不過前些日子我偷懶了,這紙還有幾張沒有畫,你別急,這符紙,我馬上給你畫完,畫好了你就隨身帶著,全是防禦符,絕對可以保你安全!」
左南淮一聽,眼眸微亮,「你還會畫符?」
旁邊的楊帆連忙一臉驕傲的說道:「小師妹是我們這一輩里最有天賦的符紙選手,一天可以畫十張符呢!而且全是成品,沒有一張廢的!」
「師兄過獎了,其實左同學,我告訴你,其實啊我們的師兄還是厲害,師兄的桃木劍一劈,一個小鬼魂飛魄散,簡直砍鬼跟砍柴一樣!」楚倩倩一臉自豪的朝著左南淮介紹著。

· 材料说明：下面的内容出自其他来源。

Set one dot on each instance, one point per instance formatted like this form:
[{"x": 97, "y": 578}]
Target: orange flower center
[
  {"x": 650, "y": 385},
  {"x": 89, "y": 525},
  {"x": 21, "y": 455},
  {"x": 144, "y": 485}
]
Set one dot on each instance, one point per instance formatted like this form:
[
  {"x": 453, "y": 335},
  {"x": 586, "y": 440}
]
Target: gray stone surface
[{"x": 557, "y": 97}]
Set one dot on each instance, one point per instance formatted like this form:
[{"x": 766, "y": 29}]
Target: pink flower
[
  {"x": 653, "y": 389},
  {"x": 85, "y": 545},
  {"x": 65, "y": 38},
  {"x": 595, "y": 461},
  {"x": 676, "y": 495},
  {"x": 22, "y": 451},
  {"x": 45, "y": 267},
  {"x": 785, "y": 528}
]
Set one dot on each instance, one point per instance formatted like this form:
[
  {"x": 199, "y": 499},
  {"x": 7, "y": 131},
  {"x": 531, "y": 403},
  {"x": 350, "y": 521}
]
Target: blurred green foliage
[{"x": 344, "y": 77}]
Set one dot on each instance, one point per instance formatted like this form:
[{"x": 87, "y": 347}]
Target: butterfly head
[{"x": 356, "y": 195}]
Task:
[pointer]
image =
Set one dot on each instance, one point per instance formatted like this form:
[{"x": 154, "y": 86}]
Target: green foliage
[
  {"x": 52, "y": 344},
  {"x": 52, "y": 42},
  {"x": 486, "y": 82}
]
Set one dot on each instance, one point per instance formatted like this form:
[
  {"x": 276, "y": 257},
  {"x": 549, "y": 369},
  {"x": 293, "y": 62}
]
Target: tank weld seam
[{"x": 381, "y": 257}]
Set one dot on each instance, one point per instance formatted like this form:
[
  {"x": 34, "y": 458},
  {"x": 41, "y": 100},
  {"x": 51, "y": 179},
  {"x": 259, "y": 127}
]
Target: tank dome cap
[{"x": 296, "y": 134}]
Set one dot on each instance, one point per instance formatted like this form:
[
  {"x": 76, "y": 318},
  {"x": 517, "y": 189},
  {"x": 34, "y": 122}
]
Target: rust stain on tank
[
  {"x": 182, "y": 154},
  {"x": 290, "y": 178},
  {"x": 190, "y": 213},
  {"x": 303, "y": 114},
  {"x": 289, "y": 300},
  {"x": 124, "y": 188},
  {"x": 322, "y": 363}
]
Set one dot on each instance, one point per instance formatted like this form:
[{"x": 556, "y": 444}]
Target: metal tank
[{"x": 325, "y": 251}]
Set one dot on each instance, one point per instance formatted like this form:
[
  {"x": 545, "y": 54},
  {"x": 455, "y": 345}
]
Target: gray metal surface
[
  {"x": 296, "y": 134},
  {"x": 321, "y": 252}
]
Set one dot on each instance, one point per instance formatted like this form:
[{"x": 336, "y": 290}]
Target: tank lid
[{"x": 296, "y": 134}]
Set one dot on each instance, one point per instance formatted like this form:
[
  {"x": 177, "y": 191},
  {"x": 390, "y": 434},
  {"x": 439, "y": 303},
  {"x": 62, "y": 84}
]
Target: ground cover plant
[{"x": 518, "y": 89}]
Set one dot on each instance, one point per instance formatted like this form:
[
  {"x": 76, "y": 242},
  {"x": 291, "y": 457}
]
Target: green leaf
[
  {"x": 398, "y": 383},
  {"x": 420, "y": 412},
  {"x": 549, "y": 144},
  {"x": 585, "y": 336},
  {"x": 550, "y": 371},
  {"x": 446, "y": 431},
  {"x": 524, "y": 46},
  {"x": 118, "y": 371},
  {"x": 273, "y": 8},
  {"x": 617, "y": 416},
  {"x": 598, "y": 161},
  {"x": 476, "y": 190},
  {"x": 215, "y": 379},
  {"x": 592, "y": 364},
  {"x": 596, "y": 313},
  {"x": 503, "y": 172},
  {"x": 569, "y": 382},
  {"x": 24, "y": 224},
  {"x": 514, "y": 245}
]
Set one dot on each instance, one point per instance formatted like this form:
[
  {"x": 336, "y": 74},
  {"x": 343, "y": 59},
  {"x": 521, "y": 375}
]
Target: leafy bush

想不到他們每個人都身懷絕技,左南淮摸了摸光滑的下巴,腦海中突然有了個計謀。
「不知道兩位師兄師姐這幾天有沒有時間呀?」
二人一聽,異口同聲問道:「怎麼了?」
左南淮故作苦惱的嘆了一口氣,「其實這些天我老家那邊出了些問題,好像是我家祖墳被人挖了,我爸讓我回去一趟看看,順便修修祖墳。

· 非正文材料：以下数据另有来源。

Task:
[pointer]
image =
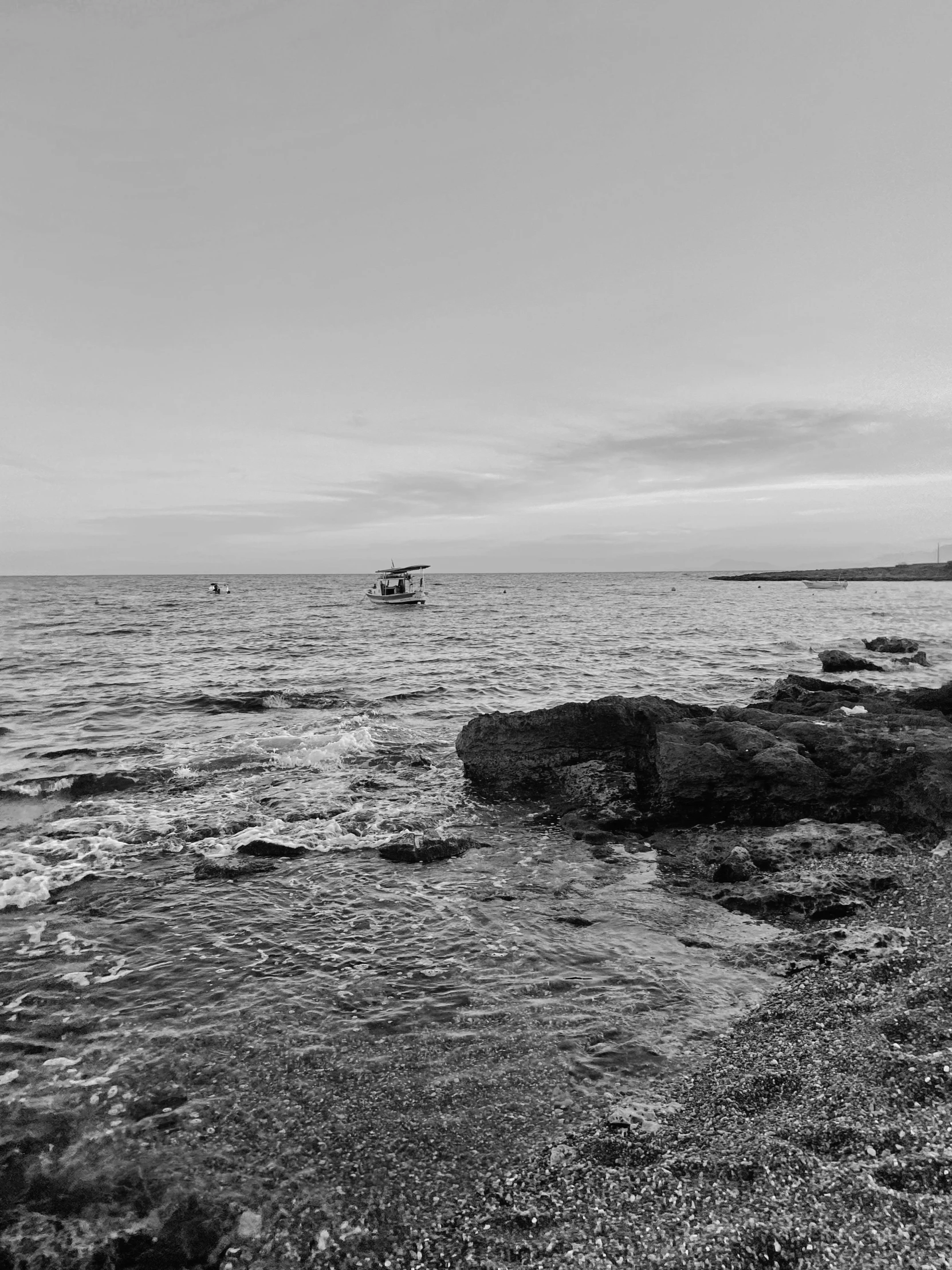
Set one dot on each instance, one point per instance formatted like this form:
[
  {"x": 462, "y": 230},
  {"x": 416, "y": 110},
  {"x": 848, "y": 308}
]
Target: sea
[{"x": 148, "y": 724}]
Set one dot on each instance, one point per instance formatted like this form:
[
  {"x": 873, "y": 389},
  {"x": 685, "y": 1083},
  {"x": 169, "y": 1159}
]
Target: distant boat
[{"x": 398, "y": 586}]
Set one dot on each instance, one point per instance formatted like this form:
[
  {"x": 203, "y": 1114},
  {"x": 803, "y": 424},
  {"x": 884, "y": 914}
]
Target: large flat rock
[{"x": 812, "y": 748}]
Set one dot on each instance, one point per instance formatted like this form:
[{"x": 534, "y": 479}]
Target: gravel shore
[{"x": 816, "y": 1133}]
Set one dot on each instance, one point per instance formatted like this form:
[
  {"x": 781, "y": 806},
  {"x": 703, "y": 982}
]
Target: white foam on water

但是我老家那邊總有些神叨叨的事情,我一個人去又害怕,我爹就發了貼,說招兩個能人跟我作伴,事成之後,獎金十萬和二十天的海外旅遊,我想著肥水不流外人田,不如邀請兩位學長學姐可好?」
當然以上所有的話術都是編的。
他不過是要去沈家老宅,去找出沈闕的秘密,好用來對付沈闕罷了。
只不過按照原文中,沈闕老家那邊似乎也不太安寧,他們家也對這玄黃之術頗有精通。
否則怎麼可能瞞天過海把死人送到他床上來沖喜,沒有被任何人發現,還害的沈闕變成現在這種厲鬼模樣。
所以他才想要找兩個幫手來保護自己。
「獎金十萬!二十天的海外旅遊?!」楚倩倩掰著手指,算了算了,頓時驚訝,「天吶,我去,我去我去!」
倒是旁邊的楊帆要鎮靜一點,「只是不知道,這一去要去幾天?地點又是在哪裡?這路上又有哪些人員呢。」
「南市那邊沒有通高鐵,可能需要我們先坐火車到隔壁市,然後坐大巴車進山,地點的話是在南市的普縣,出發前我會先給每人一萬塊錢的預算,花銷都從裡面扣,沒花完的你們可以留著自己用。」左南淮淡笑。
真。財大氣粗。左。
楊帆雖有猶豫,但是考慮到性價比之後點了點頭,「可以,那我們什麼時候出發呢?」
「如果可以的話,我希望下午就能走。」左南淮思索片刻後說著,他有點擔心,萬一過個夜那沈闕又回來了到時候自己想走還走不了了。那就麻煩了。
「這麼著急?」楚倩倩微微驚訝。
「你們知道的,這種東西都是找人算過的,必須要那個時候到,我也不想這麼快走。」左南淮故作無奈。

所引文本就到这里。